Sun Apr 19, 2015, 10:21 AM
Apr 2015

But he's politically naive if he thinks that anyone will support a project to benefit the people. Now, if he was proposing an oil pipeline, say, to ship the stuff to China, we'd already be breaking ground.

-- Mal

IDemo

(16,926 posts)
2. Thread on this from yesterday:
Sun Apr 19, 2015, 10:22 AM
Apr 2015
http://www.democraticunderground.com/?com=view_post&forum=1002&pid=6528379

My response: Cap'n, ye been snortin' the dilithium crystals again? Washington Governor Inslee has declared a drought emergency, so that doesn't add up to excess water. Almost all of the West, including the Northwest, is experiencing drought conditions to one extent or another. I really don't think they are going to be amenable to getting a tap on the shoulder from California for their water.

Trillo

(9,154 posts)
3. In 1992, the cost of a sub-sea pipeline from Prince Rupert Sound
Sun Apr 19, 2015, 10:25 AM
Apr 2015

was estimated at $150 billion.

There's probably been some inflation since then.

Sunlei

(22,651 posts)
4. William Shatner I have the perfect place. acres next to Kern County wildlife refuge.
Sun Apr 19, 2015, 10:26 AM
Apr 2015

They flood the wildlife refuge every year for duck hunting season. The entire area was a lake 100 years ago.

Warpy

(111,233 posts)
5. There are already plans to float it in from Sitka
Sun Apr 19, 2015, 10:26 AM
Apr 2015

but what California needs to do is realize the drought has been going on for 13 years, not 4, and to realize this is perfectly normal from time to time and that they'd better prepare for it to settle in and act accordingly.

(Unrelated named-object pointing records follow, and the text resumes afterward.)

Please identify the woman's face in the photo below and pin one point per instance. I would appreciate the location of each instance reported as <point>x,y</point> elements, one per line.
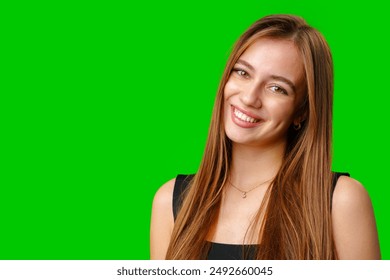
<point>263,93</point>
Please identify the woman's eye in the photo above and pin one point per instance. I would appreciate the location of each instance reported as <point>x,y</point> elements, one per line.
<point>241,73</point>
<point>278,89</point>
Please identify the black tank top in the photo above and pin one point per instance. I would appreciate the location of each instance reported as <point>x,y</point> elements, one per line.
<point>222,251</point>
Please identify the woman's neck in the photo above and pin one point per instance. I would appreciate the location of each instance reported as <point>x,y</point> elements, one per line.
<point>252,165</point>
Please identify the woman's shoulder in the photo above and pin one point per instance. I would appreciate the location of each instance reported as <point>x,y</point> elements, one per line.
<point>164,194</point>
<point>353,219</point>
<point>162,220</point>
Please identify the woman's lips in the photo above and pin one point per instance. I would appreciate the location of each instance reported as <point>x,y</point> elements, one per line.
<point>244,119</point>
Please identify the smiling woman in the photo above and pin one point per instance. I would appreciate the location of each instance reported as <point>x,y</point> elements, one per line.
<point>265,189</point>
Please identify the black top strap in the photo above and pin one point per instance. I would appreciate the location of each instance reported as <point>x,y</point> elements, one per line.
<point>182,182</point>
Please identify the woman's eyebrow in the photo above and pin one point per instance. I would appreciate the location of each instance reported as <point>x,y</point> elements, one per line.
<point>243,62</point>
<point>274,77</point>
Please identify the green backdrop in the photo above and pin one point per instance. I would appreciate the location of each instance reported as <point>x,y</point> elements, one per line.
<point>103,102</point>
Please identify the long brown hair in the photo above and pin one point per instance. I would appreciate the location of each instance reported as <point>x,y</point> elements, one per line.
<point>300,226</point>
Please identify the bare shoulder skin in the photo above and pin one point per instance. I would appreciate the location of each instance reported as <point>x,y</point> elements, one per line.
<point>162,221</point>
<point>354,226</point>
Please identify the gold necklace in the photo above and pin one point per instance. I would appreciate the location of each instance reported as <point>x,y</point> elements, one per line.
<point>243,193</point>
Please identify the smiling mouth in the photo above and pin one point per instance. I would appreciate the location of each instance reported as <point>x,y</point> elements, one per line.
<point>242,116</point>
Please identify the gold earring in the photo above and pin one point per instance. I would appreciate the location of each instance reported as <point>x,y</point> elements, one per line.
<point>297,126</point>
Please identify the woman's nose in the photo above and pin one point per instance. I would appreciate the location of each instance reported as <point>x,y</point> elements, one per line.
<point>251,96</point>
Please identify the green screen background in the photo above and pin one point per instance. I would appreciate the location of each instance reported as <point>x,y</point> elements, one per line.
<point>103,102</point>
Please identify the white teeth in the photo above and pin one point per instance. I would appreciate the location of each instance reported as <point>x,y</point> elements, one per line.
<point>244,117</point>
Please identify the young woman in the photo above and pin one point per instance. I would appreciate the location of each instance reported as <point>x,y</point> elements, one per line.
<point>264,189</point>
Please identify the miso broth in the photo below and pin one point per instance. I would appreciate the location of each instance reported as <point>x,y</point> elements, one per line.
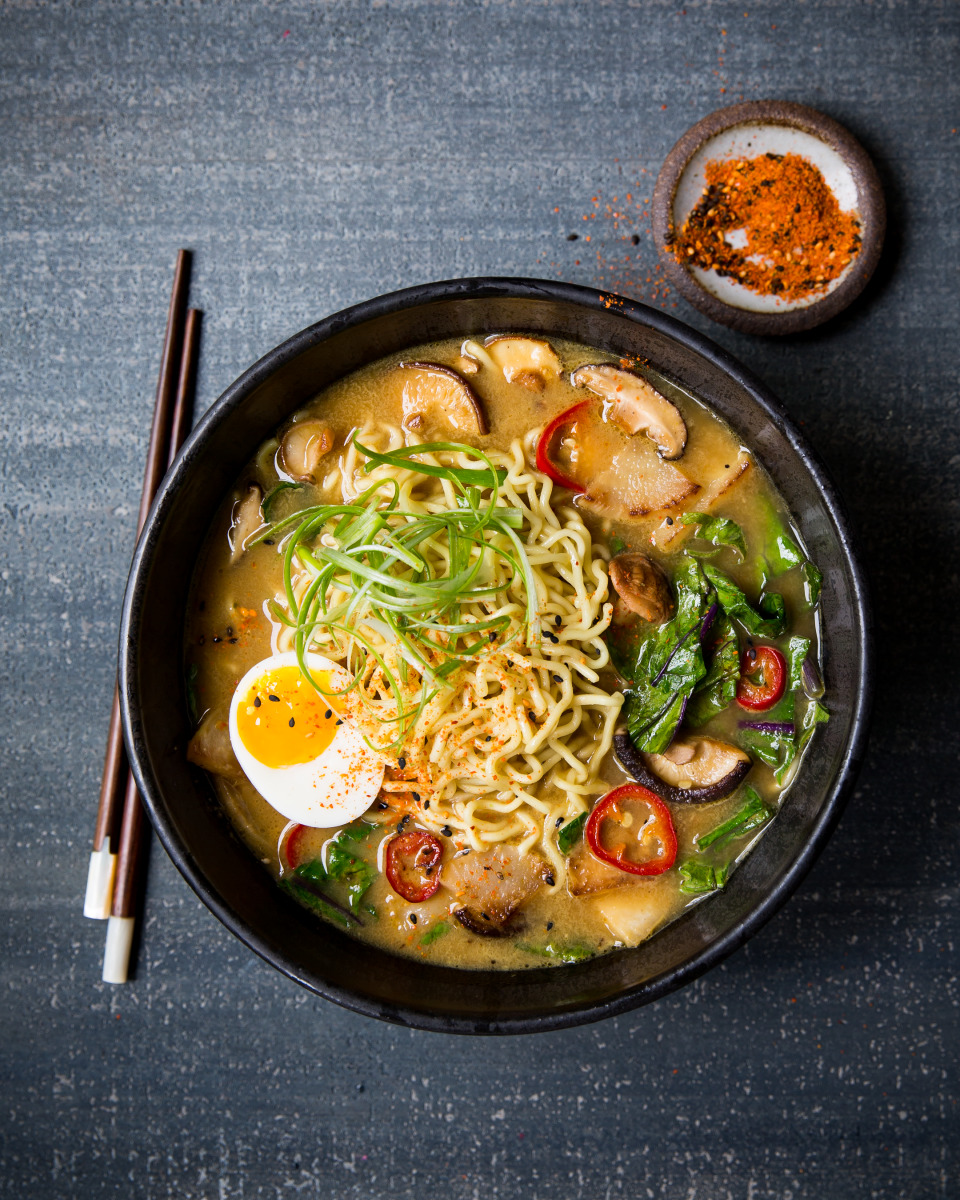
<point>484,663</point>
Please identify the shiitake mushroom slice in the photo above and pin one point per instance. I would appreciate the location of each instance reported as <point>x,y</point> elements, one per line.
<point>435,395</point>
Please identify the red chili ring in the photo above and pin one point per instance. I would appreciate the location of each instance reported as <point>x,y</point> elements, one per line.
<point>773,669</point>
<point>544,462</point>
<point>415,851</point>
<point>609,808</point>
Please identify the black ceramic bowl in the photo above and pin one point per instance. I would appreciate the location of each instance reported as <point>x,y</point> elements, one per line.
<point>183,805</point>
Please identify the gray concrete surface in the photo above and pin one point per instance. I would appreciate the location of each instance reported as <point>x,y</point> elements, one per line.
<point>313,155</point>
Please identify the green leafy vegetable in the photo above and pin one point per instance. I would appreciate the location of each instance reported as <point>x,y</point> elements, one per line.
<point>574,953</point>
<point>343,868</point>
<point>718,688</point>
<point>670,664</point>
<point>718,531</point>
<point>777,749</point>
<point>796,655</point>
<point>816,714</point>
<point>435,933</point>
<point>813,581</point>
<point>781,555</point>
<point>571,833</point>
<point>697,879</point>
<point>309,883</point>
<point>751,816</point>
<point>767,623</point>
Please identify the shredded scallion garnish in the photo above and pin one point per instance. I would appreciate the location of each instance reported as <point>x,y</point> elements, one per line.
<point>376,567</point>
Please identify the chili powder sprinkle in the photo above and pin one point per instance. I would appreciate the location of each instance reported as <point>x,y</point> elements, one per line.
<point>798,240</point>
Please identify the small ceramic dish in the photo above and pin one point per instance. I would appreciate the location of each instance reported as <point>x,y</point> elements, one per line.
<point>747,131</point>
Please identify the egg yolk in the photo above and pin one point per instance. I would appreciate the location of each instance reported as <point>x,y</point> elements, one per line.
<point>283,720</point>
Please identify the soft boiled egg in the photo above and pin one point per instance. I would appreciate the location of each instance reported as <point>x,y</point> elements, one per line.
<point>293,744</point>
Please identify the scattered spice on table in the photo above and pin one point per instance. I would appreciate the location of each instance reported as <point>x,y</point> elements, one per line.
<point>798,240</point>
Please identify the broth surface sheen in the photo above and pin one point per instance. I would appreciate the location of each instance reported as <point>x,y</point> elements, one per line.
<point>237,621</point>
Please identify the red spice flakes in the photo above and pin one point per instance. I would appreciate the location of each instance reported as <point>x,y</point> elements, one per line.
<point>798,240</point>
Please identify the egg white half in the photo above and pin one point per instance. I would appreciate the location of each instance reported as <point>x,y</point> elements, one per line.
<point>337,786</point>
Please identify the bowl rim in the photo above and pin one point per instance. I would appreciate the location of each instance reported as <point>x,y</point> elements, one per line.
<point>493,287</point>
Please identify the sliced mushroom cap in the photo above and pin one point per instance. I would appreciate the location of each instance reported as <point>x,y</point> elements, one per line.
<point>642,588</point>
<point>634,913</point>
<point>691,771</point>
<point>696,762</point>
<point>491,886</point>
<point>666,534</point>
<point>245,520</point>
<point>528,361</point>
<point>636,406</point>
<point>210,747</point>
<point>631,480</point>
<point>303,448</point>
<point>586,875</point>
<point>436,395</point>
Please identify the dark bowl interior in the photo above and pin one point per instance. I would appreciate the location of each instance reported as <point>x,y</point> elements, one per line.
<point>183,805</point>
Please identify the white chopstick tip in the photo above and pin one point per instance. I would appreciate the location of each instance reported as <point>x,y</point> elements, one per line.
<point>100,879</point>
<point>117,951</point>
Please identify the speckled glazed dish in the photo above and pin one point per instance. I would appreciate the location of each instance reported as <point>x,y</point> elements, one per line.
<point>745,131</point>
<point>180,801</point>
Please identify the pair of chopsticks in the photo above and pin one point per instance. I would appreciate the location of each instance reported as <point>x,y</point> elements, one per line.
<point>114,881</point>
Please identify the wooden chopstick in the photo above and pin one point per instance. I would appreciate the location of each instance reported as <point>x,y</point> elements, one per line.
<point>131,859</point>
<point>100,879</point>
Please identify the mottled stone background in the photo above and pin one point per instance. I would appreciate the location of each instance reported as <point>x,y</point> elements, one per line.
<point>313,155</point>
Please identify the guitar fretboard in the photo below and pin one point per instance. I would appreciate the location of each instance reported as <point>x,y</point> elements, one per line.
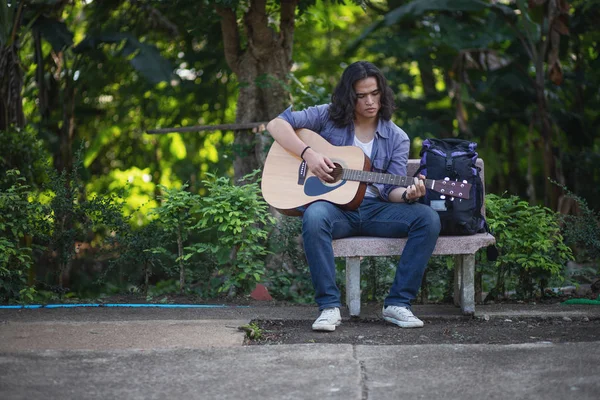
<point>378,177</point>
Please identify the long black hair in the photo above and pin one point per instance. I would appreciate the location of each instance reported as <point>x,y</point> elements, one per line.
<point>343,99</point>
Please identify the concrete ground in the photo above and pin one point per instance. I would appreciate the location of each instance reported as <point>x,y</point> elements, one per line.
<point>121,353</point>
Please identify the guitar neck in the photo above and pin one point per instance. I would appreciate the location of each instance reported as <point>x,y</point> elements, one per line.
<point>378,177</point>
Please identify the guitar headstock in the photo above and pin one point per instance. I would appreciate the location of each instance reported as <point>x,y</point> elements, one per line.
<point>450,188</point>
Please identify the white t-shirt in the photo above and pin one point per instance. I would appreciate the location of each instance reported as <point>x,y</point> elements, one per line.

Agriculture uses 80% of the water and that's where the biggest capital investment has to come, changing from spray irrigation to subsoil drip irrigation. Yes, that makes mechanization problematic for some crops. However, they need to reduce as much evaporation of scarce water into the air as they can and drip irrigation is the way to do it.

Homeowners are going to have to learn how to do things like wash clothing less frequently and bag the dishwashers, they're water wasters. Golf courses need to Astroturf their fairways, although the putting green with grass is likely to stay. Water hazards should be no more.

Swimming pools need solar covers to stop evaporation when no one is swimming.

Lawn grass and English gardens need to go.

Instead of a pipeline so they can continue to be profligate with water, California needs a period of trying to conserve it so that after the next wet/dry cycle, they won't be caught quite as dry as they are now.

BlueCaliDem

(15,438 posts)
6. Agriculture in Calfiornia uses 80% of our water. Consumers: 20%.
Sun Apr 19, 2015, 10:51 AM
Apr 2015

The problem isn't that we don't have enough water to sustain our State. The problem lies with California's agriculture that uses and wastes 80% of our water supply, and have for YEARS.

What California needs to do is have agriculture go the Dylan Ratigan way: change California's water-wasting farms into hydropronic farms that would CUT water use on farms by 90%! THIS is what we need to do in addition to stopping the fracking (or charging taxes for it), recycling water and conserving water, as well. Then we'll be all right.